The DVD release for Remember Me comes out on the 22nd of June, and having missed the screening of it earlier in the year, I was happy to be able to watch this, since I heard a few good things from people who had seen it.
Let’s make this clear. I am not a Twilight fan (anyone who knows me can confirm this to the third degree). I am not a Robert Pattinson fan of any shape or form (though I did like his Cedric Diggory in the fourth and fifth movies of the Harry Potter films.) Having watched the first Twilight film and part of the second one, I find it now disappointing that Pattinson may be seen for a while, as “Twilight’s Edward”, because truthfully, he is much better than that.
Remember Me follows the life of Tyler Hawkins (played by Pattinson), but starts off introducing Ally Craig (Lost‘s Emilie de Ravin) and the tragedy she experiences when she is young. Tyler is practically estranged from his dad (Pierce Brosnan) and has a sister Caroline Hawkins (Ruby Jerins) who yearns for her father’s presence. After getting into an incident with a cop played by Chris Cooper, Tyler becomes involved with Ally, and finds himself falling in love with her. Remember Me, at its heart, is about Tyler’s life and family, finding himself and making peace with the people around him and situations that he cannot control.
Most critics found Remember Me to be pure drivel. Honestly, I wasn’t sure what to expect, given that I strongly dislike Twilight. But, having heard that many people liked it, including one of my friends who loves Twilight, I decided to give this a try. I’m very happy I did. Remember Me was very poignant, well written, and most importantly, powerful. The relationship he has with both his dad and especially his sister is extremely moving, and it is in due part to both Jerins and Pattinson. Tyler’s bond with his sister is that of a very protective older bother, who wishes Caroline can get her wish of being close with her dad, and that her classmates would accept her. Tyler also finds solace with Ally, as he falls in love with her.
The movie succeeds here due to Robert Pattinson’s acting. Unlike Edward in Twilight, where Pattinson is wooden, stiff, and unfeeling, here I feel he is the opposite (less vampire like, I suppose). He speaks clearly here where instead, he mumbles. He is not simply a vampire that sparkles in the sun and stalks a girl. As a viewer, I care about his predicament, and want him to find fulfillment and satisfaction in his life. I wanted him to reconnect with his father, and I wanted his sister to be happy. There were so many emotions in the film – laughter, tears, anger, and pain. He really is what makes the movie as beautiful as it was – wow, did I say that? Yes, I did. Of all the performances by these tremendous actors (Cooper, Brosnant, Lena Olin), it was his that stood out.
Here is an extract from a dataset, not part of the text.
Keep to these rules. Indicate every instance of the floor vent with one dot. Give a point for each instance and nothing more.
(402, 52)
Remember Me is a beautiful film that stays with you after you have finished watching. Whether or not this is because of the ending or not, I’m not sure. I did not know the ending prior to watching the film, and was thoroughly enjoying myself even to that point. But the ending makes such an emotional impact that what I felt after watching remained with me for days after.
The soundtrack and the cinematography also added a great deal to the feel and atmosphere of the film. It had a light and airy feeling, yet at the very same time, serious. Images and settings were beautifully constructed, and the set of images seen in the ending made the film feel very complete. The hues of browns and yellows gave the film a warm glow, that, though they create the feeling of warmth, it also aided in the feeling of loneliness that you could feel radiate from Tyler.
So, would I recommend this? With a resounding yes. I don’t know what the critics at Rotten Tomatoes were smoking. Perhaps because they couldn’t easily categorize the film, they decided to give it a fail. This is not a film that operates on technical details. Some didn’t like the ending – well, to them, I say, it’s happened to someone. As can be seen by the huge discrepancy between the RT Community and the critic community, I’d say this film is worth seeing, and this is from someone who hates Twilight.